On May 15, 2023, the Company entered into Amendment No. 2 to the 2022 SPA related to the 2022 Convertible Note Offering (the “Amendment” and, together with the 2022 SPA, the “Amended 2022 SPA”), with certain Investors in connection with the Third Closing of the 2022 Convertible Note Offering for the issuance and sale by the Company to an Investor of an aggregate of (i) Unsecured Convertible Promissory Notes (each a “Third Note” and collectively, the “Third Notes”) in the aggregate principal amount of $702,720, which includes an aggregate $214,720 original issue discount in respect of the Third Notes; (ii) warrants (the “Third Warrants”) to purchase an aggregate of 141,396 shares (the “Warrant Shares”) of Common Stock; and (iii) 10,608 shares of Common Stock (the “Third Inducement Shares”). The aggregate gross proceeds for the sale of the Third Notes, Third Warrants and Third Inducement Shares was approximately $488,000, before deducting any placement agent’s fees and other estimated fees and offering expenses payable by the Company.

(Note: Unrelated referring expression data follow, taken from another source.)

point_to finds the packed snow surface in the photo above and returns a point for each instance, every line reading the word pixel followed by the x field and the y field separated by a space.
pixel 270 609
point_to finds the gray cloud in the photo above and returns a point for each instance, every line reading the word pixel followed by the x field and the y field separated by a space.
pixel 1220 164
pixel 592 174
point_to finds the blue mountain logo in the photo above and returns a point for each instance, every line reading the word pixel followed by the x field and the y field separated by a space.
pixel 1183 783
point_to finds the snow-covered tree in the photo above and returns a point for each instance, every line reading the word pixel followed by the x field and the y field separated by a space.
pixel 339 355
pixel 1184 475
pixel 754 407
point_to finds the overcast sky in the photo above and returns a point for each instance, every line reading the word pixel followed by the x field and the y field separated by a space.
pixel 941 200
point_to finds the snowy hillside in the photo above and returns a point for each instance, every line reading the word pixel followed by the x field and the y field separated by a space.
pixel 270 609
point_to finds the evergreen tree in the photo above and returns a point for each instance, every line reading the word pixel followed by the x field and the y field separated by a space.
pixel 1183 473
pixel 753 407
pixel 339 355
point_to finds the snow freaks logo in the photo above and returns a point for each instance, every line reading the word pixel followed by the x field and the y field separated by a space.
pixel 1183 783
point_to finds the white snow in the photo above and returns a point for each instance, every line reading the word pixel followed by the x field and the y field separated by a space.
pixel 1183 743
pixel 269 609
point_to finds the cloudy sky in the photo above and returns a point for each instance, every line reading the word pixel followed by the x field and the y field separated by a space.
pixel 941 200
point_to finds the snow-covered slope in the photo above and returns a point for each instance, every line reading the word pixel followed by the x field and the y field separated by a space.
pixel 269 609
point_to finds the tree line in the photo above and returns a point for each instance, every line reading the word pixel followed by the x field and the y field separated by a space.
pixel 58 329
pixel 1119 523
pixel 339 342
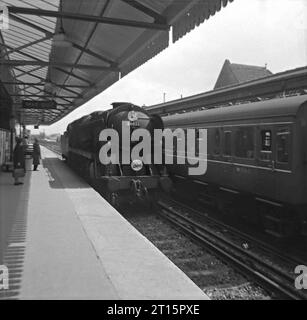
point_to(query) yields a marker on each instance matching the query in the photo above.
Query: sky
(255, 32)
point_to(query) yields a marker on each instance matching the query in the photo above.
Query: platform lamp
(12, 131)
(60, 39)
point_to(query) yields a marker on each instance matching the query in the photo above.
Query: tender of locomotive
(256, 162)
(118, 182)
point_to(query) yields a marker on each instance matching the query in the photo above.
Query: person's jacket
(19, 156)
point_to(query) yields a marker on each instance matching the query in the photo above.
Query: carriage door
(266, 182)
(283, 147)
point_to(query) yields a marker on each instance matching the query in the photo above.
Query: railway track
(251, 264)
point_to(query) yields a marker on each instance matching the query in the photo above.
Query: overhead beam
(89, 18)
(56, 64)
(40, 96)
(42, 84)
(75, 45)
(57, 68)
(149, 12)
(30, 44)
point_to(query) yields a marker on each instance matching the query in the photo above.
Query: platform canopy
(56, 55)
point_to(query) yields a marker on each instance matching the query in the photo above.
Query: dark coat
(36, 154)
(19, 156)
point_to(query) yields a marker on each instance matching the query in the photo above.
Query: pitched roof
(233, 73)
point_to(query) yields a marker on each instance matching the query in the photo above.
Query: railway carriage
(257, 161)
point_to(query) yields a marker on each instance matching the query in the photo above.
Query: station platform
(61, 240)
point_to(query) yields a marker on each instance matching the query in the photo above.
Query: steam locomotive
(256, 162)
(118, 181)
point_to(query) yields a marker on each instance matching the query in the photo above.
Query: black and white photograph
(153, 153)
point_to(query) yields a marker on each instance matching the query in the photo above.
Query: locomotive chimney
(118, 104)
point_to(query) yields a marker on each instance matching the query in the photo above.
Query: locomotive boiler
(119, 181)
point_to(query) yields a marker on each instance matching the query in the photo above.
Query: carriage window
(244, 143)
(227, 143)
(216, 142)
(282, 145)
(266, 140)
(266, 145)
(197, 139)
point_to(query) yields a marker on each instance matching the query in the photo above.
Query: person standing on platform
(19, 161)
(36, 154)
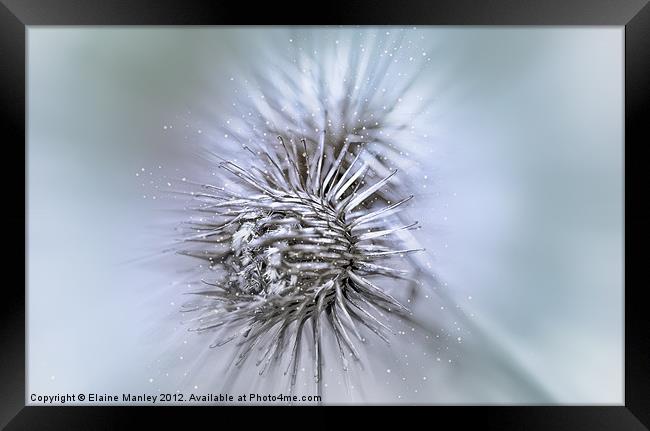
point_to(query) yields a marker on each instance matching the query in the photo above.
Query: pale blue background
(522, 210)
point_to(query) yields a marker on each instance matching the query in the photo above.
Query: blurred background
(520, 194)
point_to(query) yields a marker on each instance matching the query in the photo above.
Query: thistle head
(297, 240)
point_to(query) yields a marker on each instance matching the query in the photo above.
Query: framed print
(423, 205)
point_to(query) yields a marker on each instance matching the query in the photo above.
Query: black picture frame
(16, 15)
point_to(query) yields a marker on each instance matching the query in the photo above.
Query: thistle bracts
(297, 242)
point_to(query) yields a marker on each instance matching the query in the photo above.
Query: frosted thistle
(297, 243)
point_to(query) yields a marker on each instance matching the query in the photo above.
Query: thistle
(298, 243)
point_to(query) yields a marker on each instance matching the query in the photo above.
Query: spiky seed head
(296, 241)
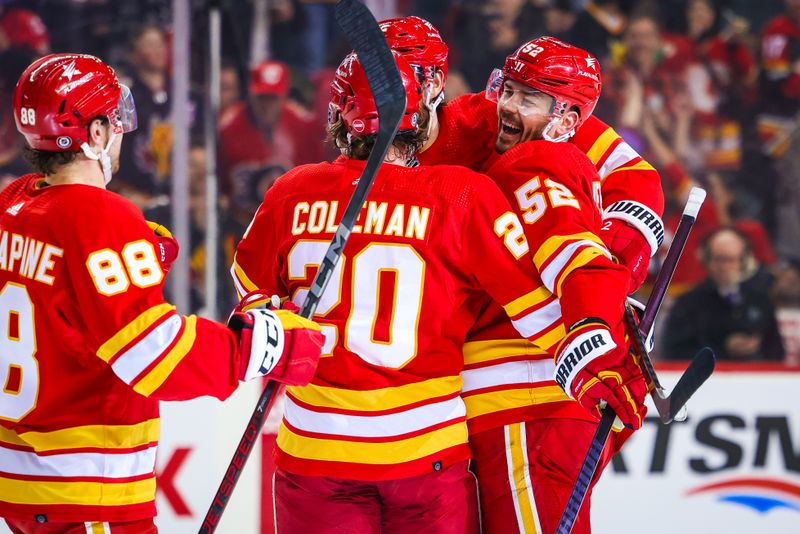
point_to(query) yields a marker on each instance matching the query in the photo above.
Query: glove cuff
(640, 217)
(266, 343)
(583, 344)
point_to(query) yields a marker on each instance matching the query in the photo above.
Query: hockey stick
(387, 89)
(670, 407)
(697, 373)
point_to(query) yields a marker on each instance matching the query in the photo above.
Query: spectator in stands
(719, 43)
(597, 25)
(502, 25)
(724, 312)
(145, 163)
(779, 122)
(230, 91)
(266, 130)
(786, 297)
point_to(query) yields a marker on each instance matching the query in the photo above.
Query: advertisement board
(732, 468)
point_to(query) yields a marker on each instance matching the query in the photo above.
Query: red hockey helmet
(418, 41)
(351, 97)
(60, 94)
(565, 72)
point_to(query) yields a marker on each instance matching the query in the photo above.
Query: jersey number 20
(409, 272)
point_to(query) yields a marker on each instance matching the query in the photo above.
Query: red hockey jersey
(506, 379)
(89, 346)
(468, 127)
(426, 250)
(556, 191)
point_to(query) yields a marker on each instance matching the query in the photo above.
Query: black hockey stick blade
(376, 58)
(588, 469)
(690, 381)
(387, 89)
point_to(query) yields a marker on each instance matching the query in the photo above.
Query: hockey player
(464, 130)
(89, 346)
(519, 419)
(378, 440)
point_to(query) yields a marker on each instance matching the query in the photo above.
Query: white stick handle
(696, 197)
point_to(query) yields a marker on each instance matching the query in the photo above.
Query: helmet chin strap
(561, 138)
(102, 157)
(433, 103)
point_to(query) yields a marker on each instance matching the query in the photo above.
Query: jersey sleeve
(118, 284)
(498, 255)
(256, 262)
(624, 174)
(554, 189)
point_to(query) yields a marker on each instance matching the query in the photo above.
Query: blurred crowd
(707, 91)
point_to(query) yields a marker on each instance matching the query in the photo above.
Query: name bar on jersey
(378, 218)
(28, 257)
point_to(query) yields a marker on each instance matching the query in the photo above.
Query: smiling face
(522, 114)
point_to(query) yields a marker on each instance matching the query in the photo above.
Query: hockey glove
(594, 370)
(168, 248)
(276, 343)
(633, 233)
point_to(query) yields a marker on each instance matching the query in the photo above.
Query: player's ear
(570, 120)
(97, 133)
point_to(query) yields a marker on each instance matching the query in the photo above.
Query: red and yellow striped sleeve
(624, 174)
(119, 282)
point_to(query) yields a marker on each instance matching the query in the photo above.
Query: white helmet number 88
(27, 116)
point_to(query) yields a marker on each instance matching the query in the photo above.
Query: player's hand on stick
(595, 370)
(274, 341)
(168, 248)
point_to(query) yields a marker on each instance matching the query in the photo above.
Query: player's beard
(528, 130)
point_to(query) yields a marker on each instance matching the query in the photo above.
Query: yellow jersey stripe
(243, 278)
(77, 493)
(601, 145)
(552, 244)
(380, 453)
(89, 436)
(494, 349)
(507, 399)
(129, 332)
(583, 257)
(376, 399)
(519, 478)
(639, 166)
(526, 301)
(153, 380)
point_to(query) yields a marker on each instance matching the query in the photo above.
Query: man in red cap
(266, 130)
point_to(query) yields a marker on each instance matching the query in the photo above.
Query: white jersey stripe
(622, 154)
(508, 373)
(553, 270)
(78, 464)
(539, 320)
(373, 426)
(136, 359)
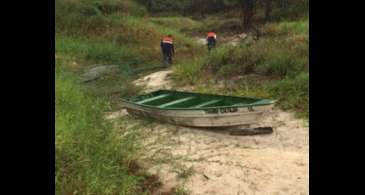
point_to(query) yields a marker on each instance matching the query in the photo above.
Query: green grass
(91, 157)
(275, 66)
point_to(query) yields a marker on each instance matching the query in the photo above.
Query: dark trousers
(211, 44)
(167, 58)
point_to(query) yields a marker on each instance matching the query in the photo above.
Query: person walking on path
(211, 40)
(168, 50)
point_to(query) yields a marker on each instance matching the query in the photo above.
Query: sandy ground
(155, 81)
(214, 162)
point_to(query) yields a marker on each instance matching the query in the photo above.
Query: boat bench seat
(153, 98)
(205, 103)
(176, 102)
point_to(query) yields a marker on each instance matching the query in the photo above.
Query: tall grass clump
(91, 158)
(293, 93)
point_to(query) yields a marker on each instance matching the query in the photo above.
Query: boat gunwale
(271, 101)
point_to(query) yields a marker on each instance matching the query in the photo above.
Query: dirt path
(214, 162)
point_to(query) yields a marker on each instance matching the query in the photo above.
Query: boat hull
(202, 118)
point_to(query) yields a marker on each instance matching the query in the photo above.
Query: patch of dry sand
(225, 164)
(155, 81)
(222, 164)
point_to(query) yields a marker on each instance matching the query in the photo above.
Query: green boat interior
(165, 99)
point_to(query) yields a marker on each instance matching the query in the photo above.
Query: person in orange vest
(168, 50)
(211, 40)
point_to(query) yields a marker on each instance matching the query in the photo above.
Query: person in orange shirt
(211, 40)
(168, 50)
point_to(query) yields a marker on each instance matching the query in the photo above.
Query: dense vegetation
(91, 155)
(276, 66)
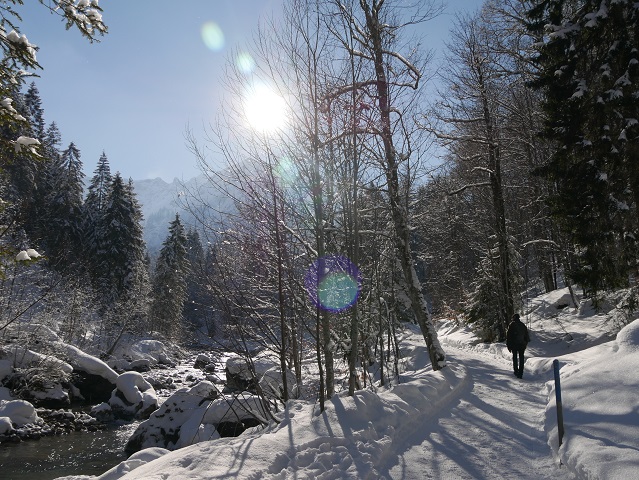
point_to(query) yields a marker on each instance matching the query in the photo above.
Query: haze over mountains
(160, 201)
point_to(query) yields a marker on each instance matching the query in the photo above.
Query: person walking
(517, 339)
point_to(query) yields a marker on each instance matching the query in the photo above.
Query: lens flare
(245, 62)
(265, 109)
(286, 171)
(333, 283)
(212, 36)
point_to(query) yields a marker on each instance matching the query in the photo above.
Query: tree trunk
(399, 211)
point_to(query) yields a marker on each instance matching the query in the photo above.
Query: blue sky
(133, 94)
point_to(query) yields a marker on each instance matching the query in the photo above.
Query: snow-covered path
(492, 430)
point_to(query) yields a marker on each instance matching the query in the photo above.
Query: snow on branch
(466, 187)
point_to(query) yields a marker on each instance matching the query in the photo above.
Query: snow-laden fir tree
(121, 251)
(589, 71)
(169, 289)
(195, 306)
(94, 209)
(62, 220)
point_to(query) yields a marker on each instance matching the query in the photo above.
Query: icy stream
(87, 453)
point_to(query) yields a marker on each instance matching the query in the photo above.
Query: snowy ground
(472, 420)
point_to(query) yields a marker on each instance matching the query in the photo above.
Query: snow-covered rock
(134, 461)
(88, 363)
(20, 412)
(24, 358)
(6, 369)
(133, 396)
(273, 387)
(201, 361)
(5, 425)
(141, 365)
(242, 374)
(193, 415)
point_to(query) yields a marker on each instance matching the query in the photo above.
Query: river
(84, 453)
(77, 453)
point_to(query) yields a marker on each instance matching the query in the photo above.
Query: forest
(392, 191)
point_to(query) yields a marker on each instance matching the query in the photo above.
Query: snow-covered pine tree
(62, 221)
(94, 208)
(588, 71)
(121, 252)
(169, 288)
(194, 311)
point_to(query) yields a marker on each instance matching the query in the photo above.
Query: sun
(264, 108)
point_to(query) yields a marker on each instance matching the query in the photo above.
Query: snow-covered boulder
(5, 425)
(102, 412)
(5, 394)
(20, 412)
(240, 375)
(22, 357)
(153, 350)
(201, 361)
(134, 461)
(82, 361)
(141, 365)
(133, 396)
(6, 369)
(272, 385)
(193, 415)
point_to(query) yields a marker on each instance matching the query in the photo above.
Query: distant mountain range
(160, 201)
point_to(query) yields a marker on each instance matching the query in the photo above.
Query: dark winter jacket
(517, 335)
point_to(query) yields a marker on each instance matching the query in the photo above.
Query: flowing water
(77, 453)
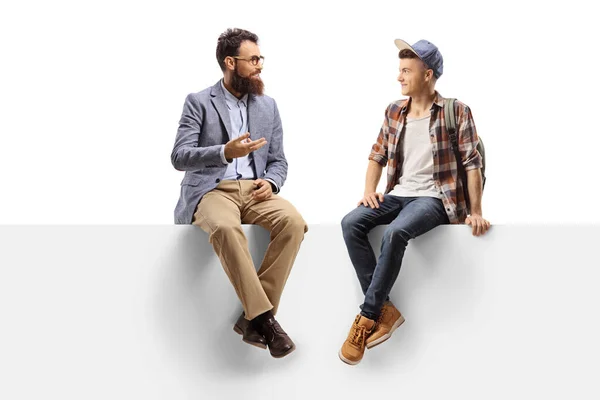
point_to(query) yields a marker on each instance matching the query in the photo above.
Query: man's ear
(230, 63)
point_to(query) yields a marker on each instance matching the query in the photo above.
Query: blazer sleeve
(186, 154)
(276, 169)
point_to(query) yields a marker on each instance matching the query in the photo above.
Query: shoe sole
(238, 330)
(344, 359)
(284, 354)
(385, 337)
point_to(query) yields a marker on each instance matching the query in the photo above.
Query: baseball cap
(427, 52)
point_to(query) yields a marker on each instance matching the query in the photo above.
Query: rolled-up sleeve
(379, 149)
(468, 140)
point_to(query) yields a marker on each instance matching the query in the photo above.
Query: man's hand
(479, 224)
(370, 200)
(242, 146)
(263, 190)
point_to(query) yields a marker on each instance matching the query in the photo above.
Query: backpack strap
(450, 120)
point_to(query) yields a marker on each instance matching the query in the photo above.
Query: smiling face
(414, 77)
(245, 77)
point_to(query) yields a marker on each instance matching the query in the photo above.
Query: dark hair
(406, 53)
(229, 42)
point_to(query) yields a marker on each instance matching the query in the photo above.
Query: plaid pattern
(388, 150)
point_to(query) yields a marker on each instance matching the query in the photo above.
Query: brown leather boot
(353, 348)
(280, 344)
(389, 319)
(249, 334)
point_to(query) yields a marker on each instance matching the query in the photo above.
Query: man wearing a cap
(423, 190)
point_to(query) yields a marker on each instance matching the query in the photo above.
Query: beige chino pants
(221, 212)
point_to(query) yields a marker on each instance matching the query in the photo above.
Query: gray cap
(427, 52)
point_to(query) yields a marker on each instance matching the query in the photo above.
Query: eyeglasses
(254, 60)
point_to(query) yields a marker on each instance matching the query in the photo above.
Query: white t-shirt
(417, 165)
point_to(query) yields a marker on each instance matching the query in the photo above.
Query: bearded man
(230, 145)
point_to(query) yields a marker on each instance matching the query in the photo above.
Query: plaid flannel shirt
(388, 150)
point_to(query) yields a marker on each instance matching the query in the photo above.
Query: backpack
(450, 119)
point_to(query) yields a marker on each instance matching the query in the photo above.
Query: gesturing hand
(263, 190)
(479, 224)
(242, 146)
(370, 200)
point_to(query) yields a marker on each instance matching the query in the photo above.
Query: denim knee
(396, 236)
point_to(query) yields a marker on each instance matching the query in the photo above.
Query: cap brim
(402, 45)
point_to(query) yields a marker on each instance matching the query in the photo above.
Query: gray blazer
(204, 127)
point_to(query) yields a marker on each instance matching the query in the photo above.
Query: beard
(247, 85)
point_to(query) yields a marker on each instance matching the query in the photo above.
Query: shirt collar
(437, 101)
(231, 98)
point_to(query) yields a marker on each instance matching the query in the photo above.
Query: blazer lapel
(253, 117)
(218, 100)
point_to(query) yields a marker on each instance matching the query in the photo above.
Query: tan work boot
(389, 319)
(354, 347)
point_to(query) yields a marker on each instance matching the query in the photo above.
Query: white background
(91, 94)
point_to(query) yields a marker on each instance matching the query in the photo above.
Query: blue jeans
(408, 217)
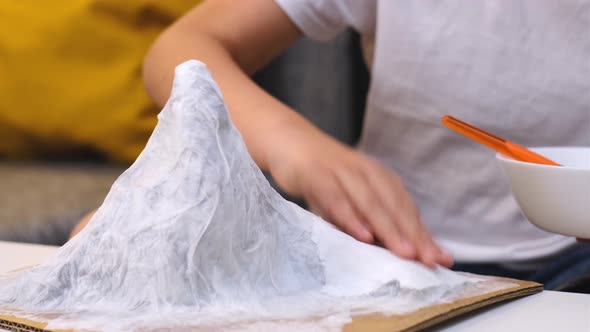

The third closing of the sales of these securities under the Amended SPA occurred on May 15, 2023 (the “Third Closing Date”).

 

On May 15, 2023, the Company entered into an amendment (“Amendment No. 5 to the First Notes”) with the holders of the Company’s outstanding 2022 Notes, as amended on February 14, 2023, March 10, 2023, March 15, 2023 and April 15, 2023 issued in connection with a private placement financing the Company completed on July 6, 2022 (the “First Closing”) to extend the date of the completion of the Uplist Transaction from May 15, 2023 to June 15, 2023.

 

On May 15, 2023, the Company also entered into an amendment (“Amendment No. 5 to the Second Notes” and, together with Amendment No. 5 to the First Notes, “Amendment No. 5 to the 2022 Notes”) with the holders of the Company’s outstanding Second Notes, as amended on February 14, 2023, March 10, 2023, March 15, 2023 and April 15, 2023, issued in connection with a private placement financing the Company completed on January 18, 2023 (the “Second Closing”) to extend the date of the completion of the Uplist Transaction from May 15, 2023 to June 15, 2023.

 

On May 15, 2023, as a result of the entry into Amendment No. 5 to the 2022 Notes, and pursuant to the terms of the Company’s outstanding Exchanged Notes, the Exchanged Notes were automatically amended to extend the date of completion of an Uplist Transaction from May 15, 2023 to June 15, 2023. Also, on May 15, 2023, in connection with Amendment No. 5 to the 2022 Notes, the Series Note Amendments Termination Date set forth under Amendment No. 1 to the Series 1 Unsecured Convertible Promissory Notes and Amendment No. 1 of the Series 2 Unsecured Convertible Promissory Notes was automatically extended from May 15, 2023 to June 15, 2023.

 

On May 18, 2023, the Company received an additional advance from a third party of $350,000, which is expected to be rolled into an anticipated near-term capital raise not related to the prior 2022 Convertible Note Offering.